Regarding safety, the most common grade 3/4 treatment-emergent adverse effects (TEAEs) included neutropenia (daratumumab arm, 46.9%; lenalidomide arm, 41.8%), thrombocytopenia (10.4%; 11.2%), and anemia (5.2%;5.1%). Serious TEAEs occurred in 30.2% and 22.4% of patients, respectively, with pneumonia being the most common (4.2%; 4.1%). Infusion-related reactions occurred in 13.5% of patients in the daratumumab group, most of which were low grade and associated with the first administration.

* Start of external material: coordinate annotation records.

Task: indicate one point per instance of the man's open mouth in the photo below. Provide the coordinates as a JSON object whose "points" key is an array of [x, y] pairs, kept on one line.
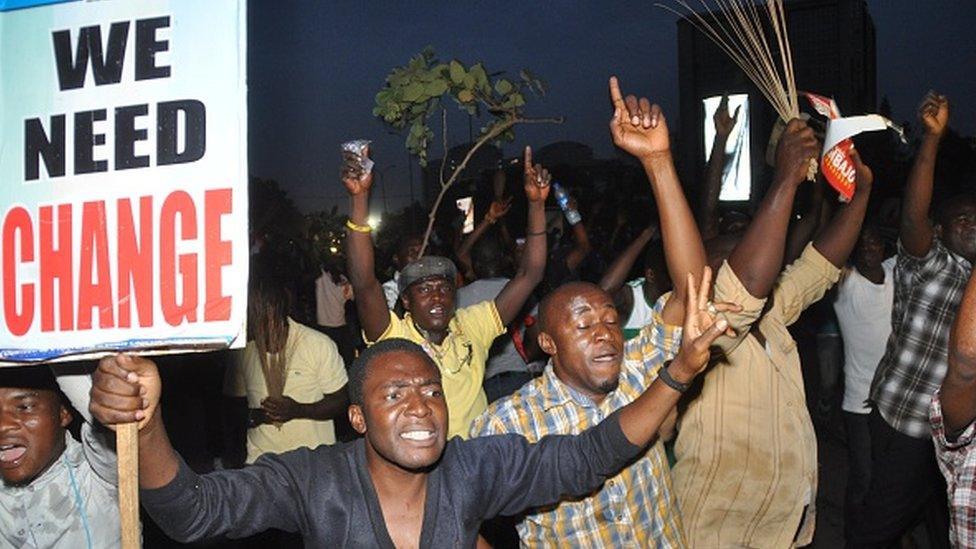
{"points": [[10, 454], [418, 435]]}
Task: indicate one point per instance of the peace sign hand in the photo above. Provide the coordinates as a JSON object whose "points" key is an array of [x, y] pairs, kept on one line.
{"points": [[703, 325], [537, 179]]}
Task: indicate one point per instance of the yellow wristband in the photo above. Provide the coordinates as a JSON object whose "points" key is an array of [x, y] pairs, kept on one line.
{"points": [[357, 227]]}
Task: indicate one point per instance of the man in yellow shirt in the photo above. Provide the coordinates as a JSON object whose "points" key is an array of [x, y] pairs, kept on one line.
{"points": [[457, 340]]}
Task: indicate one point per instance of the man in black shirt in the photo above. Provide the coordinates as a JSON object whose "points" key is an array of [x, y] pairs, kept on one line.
{"points": [[403, 484]]}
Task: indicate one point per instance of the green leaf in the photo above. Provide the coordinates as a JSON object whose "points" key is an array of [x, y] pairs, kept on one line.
{"points": [[480, 76], [518, 99], [503, 87], [457, 73], [436, 88], [413, 92]]}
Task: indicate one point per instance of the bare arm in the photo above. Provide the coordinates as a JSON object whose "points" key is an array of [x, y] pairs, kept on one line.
{"points": [[915, 231], [533, 265], [496, 211], [804, 229], [758, 258], [641, 129], [644, 418], [616, 274], [126, 389], [581, 247], [838, 238], [708, 216], [374, 316], [958, 394]]}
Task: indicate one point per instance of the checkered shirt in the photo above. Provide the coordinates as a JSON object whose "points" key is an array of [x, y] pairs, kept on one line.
{"points": [[957, 460], [635, 508], [928, 291]]}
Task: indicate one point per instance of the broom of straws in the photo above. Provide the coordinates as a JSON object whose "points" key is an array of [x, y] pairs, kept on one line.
{"points": [[736, 26]]}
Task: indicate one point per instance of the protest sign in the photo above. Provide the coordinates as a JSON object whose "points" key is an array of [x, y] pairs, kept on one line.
{"points": [[123, 165]]}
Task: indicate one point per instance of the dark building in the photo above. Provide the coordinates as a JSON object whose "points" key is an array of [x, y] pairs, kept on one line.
{"points": [[833, 48]]}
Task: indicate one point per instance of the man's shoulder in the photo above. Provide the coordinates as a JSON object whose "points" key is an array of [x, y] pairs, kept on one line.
{"points": [[514, 413]]}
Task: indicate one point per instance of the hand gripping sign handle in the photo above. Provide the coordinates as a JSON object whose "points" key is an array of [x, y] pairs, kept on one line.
{"points": [[127, 450]]}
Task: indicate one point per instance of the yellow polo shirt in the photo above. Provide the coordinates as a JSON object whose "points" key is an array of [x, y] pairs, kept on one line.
{"points": [[461, 358]]}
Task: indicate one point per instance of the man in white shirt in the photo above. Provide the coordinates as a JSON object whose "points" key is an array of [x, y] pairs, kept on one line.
{"points": [[865, 295]]}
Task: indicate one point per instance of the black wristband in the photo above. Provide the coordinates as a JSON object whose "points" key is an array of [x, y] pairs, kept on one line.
{"points": [[665, 376]]}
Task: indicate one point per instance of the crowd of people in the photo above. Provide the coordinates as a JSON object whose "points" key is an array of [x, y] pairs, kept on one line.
{"points": [[494, 392]]}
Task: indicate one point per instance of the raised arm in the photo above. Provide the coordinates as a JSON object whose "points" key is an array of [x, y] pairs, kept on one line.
{"points": [[126, 389], [836, 241], [374, 315], [915, 231], [186, 506], [958, 394], [581, 244], [496, 211], [641, 129], [708, 216], [758, 258], [616, 274], [803, 230], [533, 264]]}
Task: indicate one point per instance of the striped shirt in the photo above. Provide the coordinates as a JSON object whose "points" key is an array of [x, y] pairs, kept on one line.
{"points": [[957, 460], [636, 507], [928, 291]]}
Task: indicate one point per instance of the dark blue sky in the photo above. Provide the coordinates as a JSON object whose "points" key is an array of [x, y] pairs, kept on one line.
{"points": [[314, 68]]}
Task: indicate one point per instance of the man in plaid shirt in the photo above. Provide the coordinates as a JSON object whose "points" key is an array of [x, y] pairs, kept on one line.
{"points": [[592, 372], [953, 418], [933, 265]]}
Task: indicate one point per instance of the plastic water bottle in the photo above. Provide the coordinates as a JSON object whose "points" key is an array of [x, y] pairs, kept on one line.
{"points": [[562, 198]]}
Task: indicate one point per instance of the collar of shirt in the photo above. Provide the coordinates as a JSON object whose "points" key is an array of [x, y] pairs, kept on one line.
{"points": [[72, 456], [556, 393]]}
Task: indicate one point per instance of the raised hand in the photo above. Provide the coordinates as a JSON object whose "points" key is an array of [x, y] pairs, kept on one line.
{"points": [[723, 122], [498, 208], [934, 113], [537, 179], [637, 126], [353, 177], [125, 389], [796, 147], [703, 325]]}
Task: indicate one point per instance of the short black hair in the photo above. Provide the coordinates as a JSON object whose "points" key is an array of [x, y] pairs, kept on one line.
{"points": [[31, 377], [360, 366], [947, 208], [547, 317]]}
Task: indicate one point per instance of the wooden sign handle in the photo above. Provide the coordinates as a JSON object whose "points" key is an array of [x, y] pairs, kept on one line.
{"points": [[127, 450]]}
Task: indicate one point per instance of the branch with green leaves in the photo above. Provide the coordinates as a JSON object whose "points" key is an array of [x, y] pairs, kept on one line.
{"points": [[415, 92]]}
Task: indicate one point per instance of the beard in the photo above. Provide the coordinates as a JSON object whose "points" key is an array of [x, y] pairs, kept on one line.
{"points": [[609, 386]]}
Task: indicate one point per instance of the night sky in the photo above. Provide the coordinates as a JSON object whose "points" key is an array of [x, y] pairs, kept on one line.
{"points": [[314, 68]]}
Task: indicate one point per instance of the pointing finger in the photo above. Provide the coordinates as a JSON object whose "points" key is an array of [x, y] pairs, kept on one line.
{"points": [[615, 96]]}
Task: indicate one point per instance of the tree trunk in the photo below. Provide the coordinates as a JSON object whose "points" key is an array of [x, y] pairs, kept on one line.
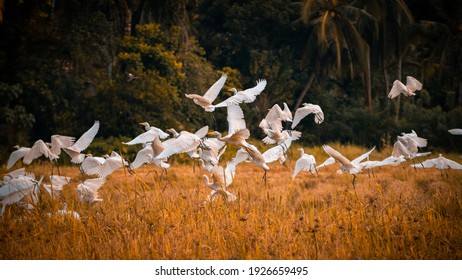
{"points": [[398, 99], [305, 90], [367, 78]]}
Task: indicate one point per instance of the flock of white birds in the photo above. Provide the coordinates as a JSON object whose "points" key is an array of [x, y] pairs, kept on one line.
{"points": [[22, 188]]}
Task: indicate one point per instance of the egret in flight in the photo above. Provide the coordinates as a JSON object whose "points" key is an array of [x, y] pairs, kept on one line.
{"points": [[207, 99], [408, 89]]}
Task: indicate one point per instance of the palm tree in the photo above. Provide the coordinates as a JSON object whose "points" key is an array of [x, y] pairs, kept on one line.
{"points": [[335, 41]]}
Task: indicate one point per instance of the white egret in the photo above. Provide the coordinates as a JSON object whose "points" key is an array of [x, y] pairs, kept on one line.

“No unexpected safety concerns were observed with daratumumab [plus] lenalidomide maintenance; higher rates of grade 3/4 and serious TEAEs should be interpreted in the context of a 10-month longer treatment duration for patients treated with daratumumab plus lenalidomide vs lenalidomide alone,” study authors explained.

Reference

Milliron T, Anderson LD, Chung A, et al. Phase 3 AURIGA study of subcutaneous daratumumab plus lenalidomide versus lenalidomide alone as maintenance therapy in newly diagnosed multiple myeloma after autologous stem cell transplant. Presented at: 50th Annual Oncology Nursing Society Congress; April 9-13, 2025; Denver, CO. Abstract I31.